We used to go to the fashionable bath-complex behind the forum, with its high vaulted ceilings and inlaid floors and long ornamental walkways. It was close to home, and considered respectable.

But, during my solitary wanderings, I had discovered another place, in the old part of the city, in the poor neighbourhood between the bishop’s residence and the fort, small and run-down, set back from the street under a squat red-painted porch.

It was a place that suited my grim mood. The only patrons were old men who had gone there since they were young, when the neighbourhood had been better. Now they went through habit, and to be with their friends. They sat in twos and threes in the old portico behind, or in the warm room where the heat was gentle, taking no notice of me.

As everyone knows, a youth at the baths can be the object of attention, much of it unwelcome; but here I could exercise in the quiet sand-court beneath the plane trees, undisturbed by anyone.

Until, that is, one afternoon in late spring.

I had arrived at my usual time.
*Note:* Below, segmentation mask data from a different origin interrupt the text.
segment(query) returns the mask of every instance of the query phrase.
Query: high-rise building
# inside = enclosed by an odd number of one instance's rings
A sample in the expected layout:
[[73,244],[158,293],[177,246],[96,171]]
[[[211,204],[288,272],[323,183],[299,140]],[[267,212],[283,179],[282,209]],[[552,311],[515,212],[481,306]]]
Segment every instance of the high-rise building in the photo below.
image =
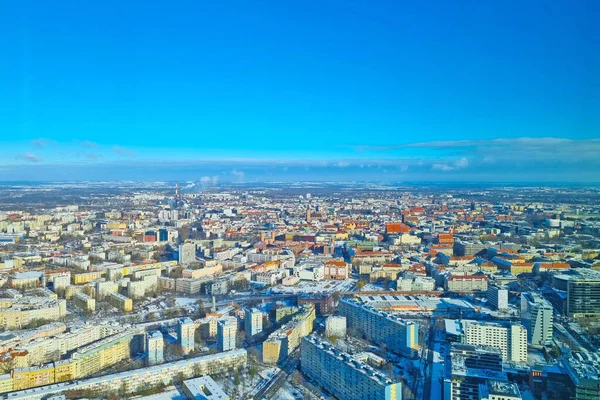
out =
[[196,261],[196,245],[182,243],[179,245],[179,264],[189,264]]
[[600,315],[600,271],[576,268],[570,274],[561,274],[553,278],[553,285],[560,281],[566,287],[557,287],[567,291],[567,314],[570,317],[578,315]]
[[302,339],[302,372],[335,397],[347,400],[400,400],[402,383],[314,335]]
[[146,355],[149,366],[165,362],[164,349],[165,342],[160,331],[146,334]]
[[347,327],[358,335],[391,351],[415,357],[419,349],[419,328],[413,321],[379,311],[356,299],[342,299],[339,313],[346,317]]
[[246,330],[246,338],[251,339],[254,335],[258,335],[263,329],[263,314],[256,308],[247,309],[244,313],[244,329]]
[[237,320],[235,318],[224,318],[217,324],[217,348],[219,351],[235,349],[237,335]]
[[446,320],[446,335],[465,344],[499,349],[504,360],[527,361],[527,330],[521,324]]
[[600,399],[600,362],[598,355],[582,351],[567,352],[563,355],[564,365],[573,388],[572,398],[576,400]]
[[[453,344],[446,360],[444,400],[480,400],[488,381],[508,383],[502,355],[488,346]],[[484,397],[485,398],[485,397]]]
[[537,293],[521,294],[521,319],[527,328],[527,338],[534,346],[551,346],[554,329],[554,308]]
[[272,332],[263,342],[263,362],[275,364],[285,360],[300,346],[301,339],[311,334],[315,317],[315,307],[312,304],[304,304],[300,307],[291,321]]
[[498,286],[488,286],[487,290],[488,304],[496,310],[508,309],[508,290]]
[[195,347],[196,325],[189,318],[180,318],[177,321],[177,340],[181,350],[189,353]]

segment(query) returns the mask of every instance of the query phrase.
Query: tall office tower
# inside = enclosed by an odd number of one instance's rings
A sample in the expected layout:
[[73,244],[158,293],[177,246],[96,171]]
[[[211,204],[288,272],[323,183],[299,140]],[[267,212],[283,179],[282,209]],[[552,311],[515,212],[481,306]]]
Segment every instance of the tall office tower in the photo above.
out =
[[165,342],[160,331],[148,332],[146,334],[146,355],[149,366],[165,362],[164,349]]
[[335,397],[347,400],[402,399],[402,383],[317,336],[302,338],[302,372]]
[[568,274],[554,275],[552,286],[567,292],[567,314],[600,316],[600,271],[574,268]]
[[179,245],[179,264],[189,264],[196,261],[196,245],[182,243]]
[[224,318],[217,324],[217,348],[219,351],[235,349],[237,334],[237,320],[235,318]]
[[184,353],[194,350],[196,325],[189,318],[180,318],[177,321],[177,340]]
[[247,309],[244,317],[244,329],[246,330],[246,338],[251,339],[254,335],[262,332],[263,329],[262,312],[256,308]]
[[487,290],[488,304],[496,310],[508,309],[508,290],[498,286],[488,286]]
[[415,357],[419,349],[419,328],[412,321],[379,311],[355,299],[342,299],[339,313],[346,317],[348,329],[368,337],[377,344],[408,357]]
[[527,328],[527,338],[534,346],[552,345],[554,308],[537,293],[521,294],[521,319]]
I paid the old attendant who sat in his cubby-hole in the vestibule. I stripped, and made my way barefoot over the tiles through to the sand-court at the back.

The old men were in their usual corner under the portico, their stools pulled up, bending over a game of dice. I greeted them, and they muttered back. Then, from behind, I heard the sound of cries and laughter.

I turned to look, and saw what I had come to regard as my private domain occupied by a group of young men, stripped down for exercise, wrestling and tumbling one another, darting and running between the trees of the surrounding gardens.

I glanced back at the old men.

‘From the fort,’ said one, raising his eyes with a look that said, ‘Something else to disturb our peace.’

Frowning I took up my hand-weights and went off to a sandy corner beside the wall, and soon, going through my movements, I had ceased to think of the strangers. It was a day of sun and passing showers. As I was finishing the rain came on. I was just about to go inside and clean off when I sensed movement behind me, and caught the rank smell of sweat in my nostrils. I swung round, and found myself staring into a gap-toothed ugly, grinning face. He must have crept up at me through the gardens.

The man turned to his friends with a harsh laugh, amused that he had startled me. He was thickset, like a wrestler. His chest and legs were shaggy with black sand-caked hair.

I glanced to the portico, but the dice-players had gone. Looking at him I said slowly, ‘You’re standing in my light.’

At this the grin dropped from his face. He took a deliberate step forward, blocking me.

‘Is that better?’ His Latin had the broad accent of Spain.

I ought to have left then. I was no weakling, but I was no match for such a brute. He was broad as an ox. His arms and thighs were knit with great coils of ugly muscle.

But my anger had risen. And so, instead, I locked my eyes on his and said, ‘Were you born stupid, my friend, or did the wet-nurse drop you on your head?’

I do not know where I got this from; I daresay I had picked it up from the drunks around the theatre. Somewhere behind I heard his friends slapping their thighs and guffawing. But the Spaniard did not laugh. He flinched as if he had been struck. His black eyes bulged and he jutted his jaw into my face. ‘Hey, pretty boy, didn’t your mother warn you not to come alone to places like this?’

‘Who said I’m alone?’ I answered. It was a cheap trick, but maybe he would believe me. I was starting to realize – too late – what I was getting into.

Up above, a sudden breeze shook the branches, scattering drops of cold water. My sweat was drying on me and I shivered. I thought: ‘Well Drusus, you have brought this on yourself, will you run now like a coward, or will you take a beating?’ Yet even as I thought, already I knew the answer, and there was a kind of rage and self-destructiveness in it.